A little later Ferry approached Seymour.

‘Of course, things may not be quite shipshape, sir. The fact is, there’s a lot of pilfering when you’re on shore. These bloody natives!’

‘The Gibraltarese?’

‘That’s right. Bloody get their hands on anything. You’ve got to watch them like a hawk. And that, though I say it myself, sir, is what I do. Keep my eyes skinned all the time. Even come here after dark occasionally, when I’m not really on watch. Just to see nobody’s breaking in. Because that’s what they do, sir, all the time. Unless you’re keeping a good lookout.’

‘It’s just as well you do, Mr Ferry.’

‘Ah, it is, sir. It is. Things go missing.’

‘I’m sure they do.’

Again, he meant nothing by it. But it didn’t seem to assuage the petty officer’s uneasiness at all.

Midshipman McPhail’s thoughts, however, were turning, with the buoyancy of youth, away from the temporary tribulations of the store room and to more permanent interests.

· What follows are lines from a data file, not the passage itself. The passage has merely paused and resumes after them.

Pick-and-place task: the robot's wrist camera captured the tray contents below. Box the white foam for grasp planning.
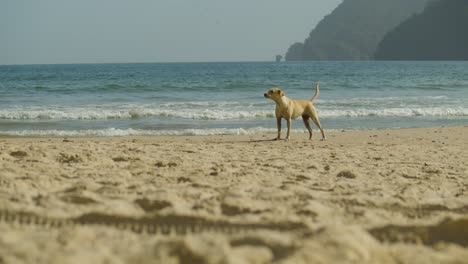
[0,127,305,137]
[318,107,468,118]
[0,99,468,120]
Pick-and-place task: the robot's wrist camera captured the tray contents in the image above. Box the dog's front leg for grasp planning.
[286,118,291,140]
[276,117,281,140]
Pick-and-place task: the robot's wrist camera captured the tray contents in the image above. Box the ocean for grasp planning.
[0,61,468,138]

‘I was wondering, sir,’ he said, as they walked away at the end of the afternoon, ‘whether your assistant would come to join us in the bar this evening?’

‘I’m sure she would like to. This evening, alas, she has an engagement already.’

‘A pity, sir. Perhaps some other time? We’re all rather eager to make her acquaintance, sir.’

I’ll bet you are, thought Seymour.

‘She is rather striking, sir.’

‘Yes, I think so, too.’

Perhaps it was time for a shot across the bows.

‘She is, of course, married.’

‘She is?’ said McPhail, downcast.

‘Or very nearly,’ a slightly optimistic definition of the truth compelled him to add.

‘Knot not yet tied?’ said McPhail, cheering up.

‘Practically,’ said Seymour.

‘Oh, well,’ said the midshipman, ‘it would be nice to see her at the bar anyway.’

He seemed, however, to be weighing something in his mind.